A questão que surge é: qual é a finalidade desta exigência? De que modo melhoraria a compreensão do objeto do recurso, da fundamentação, i.e. de que modo tornaria melhor ou mais efetivo o processo ou garantiria contraditório ou devido processo legal? Mais do que isso, seria possível que o recorrente, antes desse julgado, pudesse imaginar que teria, também, que inserir em seu recurso tópico dedicado ao artigo 1.022?

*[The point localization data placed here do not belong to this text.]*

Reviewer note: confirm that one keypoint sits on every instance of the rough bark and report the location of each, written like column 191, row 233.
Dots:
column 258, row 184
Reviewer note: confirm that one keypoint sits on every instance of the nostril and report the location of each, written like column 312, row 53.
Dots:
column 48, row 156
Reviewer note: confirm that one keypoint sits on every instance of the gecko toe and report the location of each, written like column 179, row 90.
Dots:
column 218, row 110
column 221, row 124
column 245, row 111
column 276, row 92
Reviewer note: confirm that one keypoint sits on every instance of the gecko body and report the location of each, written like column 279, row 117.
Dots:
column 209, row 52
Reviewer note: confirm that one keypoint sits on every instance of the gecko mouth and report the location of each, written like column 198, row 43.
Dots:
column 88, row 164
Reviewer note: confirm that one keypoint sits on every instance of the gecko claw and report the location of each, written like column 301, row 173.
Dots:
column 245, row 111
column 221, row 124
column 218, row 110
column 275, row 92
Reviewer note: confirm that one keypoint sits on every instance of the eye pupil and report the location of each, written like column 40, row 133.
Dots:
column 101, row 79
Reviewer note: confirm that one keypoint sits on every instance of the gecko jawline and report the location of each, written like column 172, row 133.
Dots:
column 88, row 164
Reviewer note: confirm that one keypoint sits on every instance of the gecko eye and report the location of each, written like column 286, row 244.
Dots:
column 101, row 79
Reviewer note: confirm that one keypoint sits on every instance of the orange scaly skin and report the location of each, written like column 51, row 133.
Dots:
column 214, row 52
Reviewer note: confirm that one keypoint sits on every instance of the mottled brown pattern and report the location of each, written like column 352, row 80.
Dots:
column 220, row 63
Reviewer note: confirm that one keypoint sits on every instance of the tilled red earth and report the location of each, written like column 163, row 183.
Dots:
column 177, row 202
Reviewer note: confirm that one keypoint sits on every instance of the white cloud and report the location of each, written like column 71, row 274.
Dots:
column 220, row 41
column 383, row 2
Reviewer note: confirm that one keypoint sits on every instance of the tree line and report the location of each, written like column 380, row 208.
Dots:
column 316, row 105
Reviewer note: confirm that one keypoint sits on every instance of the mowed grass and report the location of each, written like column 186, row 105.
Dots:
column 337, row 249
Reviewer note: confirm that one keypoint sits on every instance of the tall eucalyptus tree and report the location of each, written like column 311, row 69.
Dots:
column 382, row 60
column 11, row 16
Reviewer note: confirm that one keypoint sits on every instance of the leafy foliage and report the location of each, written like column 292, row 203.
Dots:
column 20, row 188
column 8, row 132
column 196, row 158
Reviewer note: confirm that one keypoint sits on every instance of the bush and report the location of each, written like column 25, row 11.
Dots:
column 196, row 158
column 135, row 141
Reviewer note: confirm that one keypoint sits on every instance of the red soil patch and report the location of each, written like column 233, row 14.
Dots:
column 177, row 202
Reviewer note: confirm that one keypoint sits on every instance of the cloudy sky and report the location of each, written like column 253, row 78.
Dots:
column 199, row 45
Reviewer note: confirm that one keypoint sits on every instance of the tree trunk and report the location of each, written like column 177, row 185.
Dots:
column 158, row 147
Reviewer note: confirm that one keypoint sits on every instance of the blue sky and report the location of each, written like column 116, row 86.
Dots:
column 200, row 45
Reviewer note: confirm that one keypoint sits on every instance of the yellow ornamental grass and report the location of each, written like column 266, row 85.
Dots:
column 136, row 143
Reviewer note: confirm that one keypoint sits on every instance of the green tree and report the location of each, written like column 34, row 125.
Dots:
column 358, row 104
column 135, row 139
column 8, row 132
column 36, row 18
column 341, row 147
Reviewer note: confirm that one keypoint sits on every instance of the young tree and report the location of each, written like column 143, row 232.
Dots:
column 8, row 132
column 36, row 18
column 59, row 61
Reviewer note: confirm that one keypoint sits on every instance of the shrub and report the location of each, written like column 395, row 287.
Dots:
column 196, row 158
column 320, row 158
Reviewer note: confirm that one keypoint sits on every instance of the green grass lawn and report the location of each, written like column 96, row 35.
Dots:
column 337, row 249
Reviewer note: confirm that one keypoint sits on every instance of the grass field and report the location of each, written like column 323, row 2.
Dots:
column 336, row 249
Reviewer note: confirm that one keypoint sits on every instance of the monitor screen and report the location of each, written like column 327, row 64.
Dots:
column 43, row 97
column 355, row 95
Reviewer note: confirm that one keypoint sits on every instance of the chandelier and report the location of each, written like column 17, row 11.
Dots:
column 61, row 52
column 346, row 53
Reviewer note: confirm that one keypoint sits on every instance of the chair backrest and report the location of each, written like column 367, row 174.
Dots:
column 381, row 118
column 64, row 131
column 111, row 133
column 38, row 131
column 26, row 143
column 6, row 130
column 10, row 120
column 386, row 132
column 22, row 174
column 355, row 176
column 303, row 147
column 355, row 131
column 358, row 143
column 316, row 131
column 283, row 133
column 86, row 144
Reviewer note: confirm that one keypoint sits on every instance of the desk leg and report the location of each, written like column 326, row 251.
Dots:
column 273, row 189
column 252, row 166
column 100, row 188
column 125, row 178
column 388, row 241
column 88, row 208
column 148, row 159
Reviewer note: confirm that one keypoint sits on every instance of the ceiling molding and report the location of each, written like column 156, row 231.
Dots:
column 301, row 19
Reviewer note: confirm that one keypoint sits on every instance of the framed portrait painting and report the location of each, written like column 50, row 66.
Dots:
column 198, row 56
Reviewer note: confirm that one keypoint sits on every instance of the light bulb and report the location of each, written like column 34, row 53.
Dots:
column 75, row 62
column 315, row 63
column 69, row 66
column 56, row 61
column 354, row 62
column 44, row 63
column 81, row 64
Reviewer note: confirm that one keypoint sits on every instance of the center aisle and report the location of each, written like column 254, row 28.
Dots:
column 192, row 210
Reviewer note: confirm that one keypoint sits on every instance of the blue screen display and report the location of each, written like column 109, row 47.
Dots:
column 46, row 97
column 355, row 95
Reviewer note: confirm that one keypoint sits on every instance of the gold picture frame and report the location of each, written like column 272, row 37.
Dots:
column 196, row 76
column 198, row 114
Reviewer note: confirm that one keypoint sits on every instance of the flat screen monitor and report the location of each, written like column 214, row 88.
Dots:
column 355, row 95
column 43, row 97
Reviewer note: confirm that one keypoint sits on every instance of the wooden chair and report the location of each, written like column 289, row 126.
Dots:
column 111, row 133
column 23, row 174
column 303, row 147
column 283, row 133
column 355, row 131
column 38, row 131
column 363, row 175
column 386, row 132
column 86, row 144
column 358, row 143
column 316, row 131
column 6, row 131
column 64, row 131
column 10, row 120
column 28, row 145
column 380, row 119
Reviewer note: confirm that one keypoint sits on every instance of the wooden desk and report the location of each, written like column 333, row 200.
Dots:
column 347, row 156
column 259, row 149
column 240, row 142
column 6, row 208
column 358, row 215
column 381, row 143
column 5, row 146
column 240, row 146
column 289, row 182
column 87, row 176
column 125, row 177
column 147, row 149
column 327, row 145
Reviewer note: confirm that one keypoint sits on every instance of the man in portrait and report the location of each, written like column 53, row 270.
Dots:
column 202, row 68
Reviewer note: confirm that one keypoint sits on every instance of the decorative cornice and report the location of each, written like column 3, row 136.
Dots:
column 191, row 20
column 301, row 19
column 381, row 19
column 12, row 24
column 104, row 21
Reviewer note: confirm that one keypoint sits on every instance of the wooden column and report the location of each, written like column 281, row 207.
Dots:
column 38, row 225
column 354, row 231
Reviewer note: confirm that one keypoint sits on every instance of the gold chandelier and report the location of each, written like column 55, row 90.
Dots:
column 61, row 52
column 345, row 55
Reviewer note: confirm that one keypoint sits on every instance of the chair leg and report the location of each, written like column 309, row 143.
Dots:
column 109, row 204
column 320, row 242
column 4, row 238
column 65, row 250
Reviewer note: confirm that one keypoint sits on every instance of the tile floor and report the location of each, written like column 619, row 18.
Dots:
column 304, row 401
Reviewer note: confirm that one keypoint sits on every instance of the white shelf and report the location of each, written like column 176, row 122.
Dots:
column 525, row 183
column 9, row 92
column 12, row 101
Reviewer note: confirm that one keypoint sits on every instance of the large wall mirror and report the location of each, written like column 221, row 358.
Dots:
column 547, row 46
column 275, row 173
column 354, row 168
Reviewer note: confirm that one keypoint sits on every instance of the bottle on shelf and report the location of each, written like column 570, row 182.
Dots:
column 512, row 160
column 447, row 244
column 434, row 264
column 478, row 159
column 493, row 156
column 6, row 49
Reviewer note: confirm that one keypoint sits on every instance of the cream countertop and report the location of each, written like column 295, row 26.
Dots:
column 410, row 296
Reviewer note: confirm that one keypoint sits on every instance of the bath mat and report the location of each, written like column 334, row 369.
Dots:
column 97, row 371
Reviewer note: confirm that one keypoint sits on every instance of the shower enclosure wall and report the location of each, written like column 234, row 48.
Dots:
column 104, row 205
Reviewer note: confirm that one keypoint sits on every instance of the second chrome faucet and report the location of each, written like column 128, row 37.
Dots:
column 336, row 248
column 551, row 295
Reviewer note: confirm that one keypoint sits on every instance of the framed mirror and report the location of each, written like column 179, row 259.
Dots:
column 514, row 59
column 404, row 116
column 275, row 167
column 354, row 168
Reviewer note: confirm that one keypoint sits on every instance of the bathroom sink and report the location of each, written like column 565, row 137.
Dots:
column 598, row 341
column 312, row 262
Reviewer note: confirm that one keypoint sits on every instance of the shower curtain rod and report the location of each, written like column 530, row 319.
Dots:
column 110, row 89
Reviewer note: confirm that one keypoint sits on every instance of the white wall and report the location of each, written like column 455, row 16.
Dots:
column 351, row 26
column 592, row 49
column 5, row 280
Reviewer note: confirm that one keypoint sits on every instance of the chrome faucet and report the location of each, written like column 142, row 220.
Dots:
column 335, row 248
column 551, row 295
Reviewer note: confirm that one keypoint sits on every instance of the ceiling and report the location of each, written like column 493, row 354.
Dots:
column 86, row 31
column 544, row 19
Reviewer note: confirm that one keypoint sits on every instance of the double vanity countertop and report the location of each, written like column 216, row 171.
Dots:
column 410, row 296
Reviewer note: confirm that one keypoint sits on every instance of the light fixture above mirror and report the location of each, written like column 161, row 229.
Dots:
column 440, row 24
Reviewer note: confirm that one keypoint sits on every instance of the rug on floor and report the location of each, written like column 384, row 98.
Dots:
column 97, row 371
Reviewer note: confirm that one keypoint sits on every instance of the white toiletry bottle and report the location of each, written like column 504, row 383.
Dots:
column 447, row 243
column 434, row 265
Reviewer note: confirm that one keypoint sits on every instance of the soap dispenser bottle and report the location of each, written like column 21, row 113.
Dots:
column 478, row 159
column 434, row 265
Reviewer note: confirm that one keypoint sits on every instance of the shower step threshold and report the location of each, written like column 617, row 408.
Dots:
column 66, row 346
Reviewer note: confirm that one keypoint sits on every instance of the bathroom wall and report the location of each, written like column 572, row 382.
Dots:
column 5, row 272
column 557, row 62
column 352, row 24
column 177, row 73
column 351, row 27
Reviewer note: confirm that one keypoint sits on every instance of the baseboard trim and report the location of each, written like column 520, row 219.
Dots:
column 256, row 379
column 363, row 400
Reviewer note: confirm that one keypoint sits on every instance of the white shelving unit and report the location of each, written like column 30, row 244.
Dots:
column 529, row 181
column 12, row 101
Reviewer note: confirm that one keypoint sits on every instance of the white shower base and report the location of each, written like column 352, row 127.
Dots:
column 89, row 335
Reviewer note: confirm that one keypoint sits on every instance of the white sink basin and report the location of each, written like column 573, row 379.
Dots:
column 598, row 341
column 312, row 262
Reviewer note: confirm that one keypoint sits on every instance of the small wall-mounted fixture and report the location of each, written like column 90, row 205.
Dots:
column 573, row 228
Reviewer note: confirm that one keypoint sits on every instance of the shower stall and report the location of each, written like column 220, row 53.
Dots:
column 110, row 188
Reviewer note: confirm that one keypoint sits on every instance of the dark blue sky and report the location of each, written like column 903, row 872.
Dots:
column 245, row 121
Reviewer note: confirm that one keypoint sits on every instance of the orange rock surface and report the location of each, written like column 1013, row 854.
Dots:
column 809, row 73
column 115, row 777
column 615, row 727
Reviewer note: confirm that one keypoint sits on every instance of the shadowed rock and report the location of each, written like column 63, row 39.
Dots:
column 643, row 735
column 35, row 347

Não, efetivamente! O texto da lei não permite tal interpretação ou tampouco esta teria o condão de valorizar qualquer dos escopos do processo. Mais do que isso, tal jurisprudência – se de fato se consolidar – acabaria surgindo como uma armadilha para as partes, negando justiça (admissibilidade recursal) a situações onde o interesse público (primário) existiria claramente para o provimento dos recursos. Um entendimento que não traz benefícios, e que, certamente, nem sequer arranhará as estatísticas crescentes de recursos interpostos às cortes superiores. De qualquer modo, uma nova exigência que exigiria nossa atenção!